Reportedly, the NAFTA Chapter 11 claims filed by Canadian softwood lumber exporters have been dismissed by the tribunal at a preliminary stage following jurisdictional arguments based on Article 1901(3) NAFTA which reads:
"Except for Article 2203 (Entry into Force), no provision of any other Chapter of this Agreement shall be construed as imposing obligations on a Party with respect to the Party's antidumping law or countervailing duty law".
In other words, the tribunal accepted the argument that AD/CVD measures are out of bounds for Chapter 11. Policywise, the outcome seems to make a lot of sense. AD/CVD being such a specialized area, NAFTA parties took care to subject it to an exclusive dispute settlement regime. And after all, private parties do have access to national investigative authorities, and can challenge their decisions through governmental channels (and have done so abundantly). Allowing subsequent investment arbitration smacks of forum shopping at its worst.
But is/was this really a jurisdictional issue? In the alternate, the tribunal could have allowed the claim, and then restricted its examination on the merits to Chapter 19 obligations. The investment-based challenge, subjecting the dispute to an investor-state procedure, does not necessarily in itself "impose obligations ... with respect to..." US AD/CVD law.

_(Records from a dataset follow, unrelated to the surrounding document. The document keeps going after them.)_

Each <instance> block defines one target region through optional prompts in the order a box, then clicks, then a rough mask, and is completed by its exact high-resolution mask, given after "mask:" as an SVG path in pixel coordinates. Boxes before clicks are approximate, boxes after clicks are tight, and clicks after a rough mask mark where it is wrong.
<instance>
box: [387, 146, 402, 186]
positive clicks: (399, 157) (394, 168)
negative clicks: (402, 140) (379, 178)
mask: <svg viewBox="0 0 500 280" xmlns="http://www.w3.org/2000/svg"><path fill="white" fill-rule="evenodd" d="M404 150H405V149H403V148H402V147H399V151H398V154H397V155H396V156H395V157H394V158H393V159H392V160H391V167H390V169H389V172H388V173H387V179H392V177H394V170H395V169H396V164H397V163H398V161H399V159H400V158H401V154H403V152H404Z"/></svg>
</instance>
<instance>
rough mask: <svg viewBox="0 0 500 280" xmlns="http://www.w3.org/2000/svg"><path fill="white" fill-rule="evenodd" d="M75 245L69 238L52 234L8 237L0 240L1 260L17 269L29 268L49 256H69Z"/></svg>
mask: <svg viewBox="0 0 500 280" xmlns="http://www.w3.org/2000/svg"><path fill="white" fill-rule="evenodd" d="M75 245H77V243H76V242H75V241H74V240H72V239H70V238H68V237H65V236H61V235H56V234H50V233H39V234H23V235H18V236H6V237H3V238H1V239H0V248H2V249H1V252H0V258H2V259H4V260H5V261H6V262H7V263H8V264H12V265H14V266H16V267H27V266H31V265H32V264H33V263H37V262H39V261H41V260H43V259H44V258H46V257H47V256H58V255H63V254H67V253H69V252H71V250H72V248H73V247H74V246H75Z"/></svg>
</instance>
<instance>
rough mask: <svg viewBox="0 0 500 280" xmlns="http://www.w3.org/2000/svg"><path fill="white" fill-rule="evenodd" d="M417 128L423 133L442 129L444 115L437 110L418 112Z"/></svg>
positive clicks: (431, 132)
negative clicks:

And this is when the entire issue might be moot once the US-Canada deal is finalized.
Judging by conference time, marketing, publications and web hype, the investment arbitration industry is mushrooming. And yet legal developments like this, and political ones (particularly in Latin America) seem to significantly restrict the potential of investment arbitration to become an important field of international law. Investment protection might be the legal parallel of the high-tech bubble of the '90s...
PS - Apparently, the tribunal did seize jurisdiction over claims relating to the Byrd Amendment, so this should not be read as a general bifurcation of trade/investment issues. But it might be more prudent to wait until the decision is made available, hopefully soon.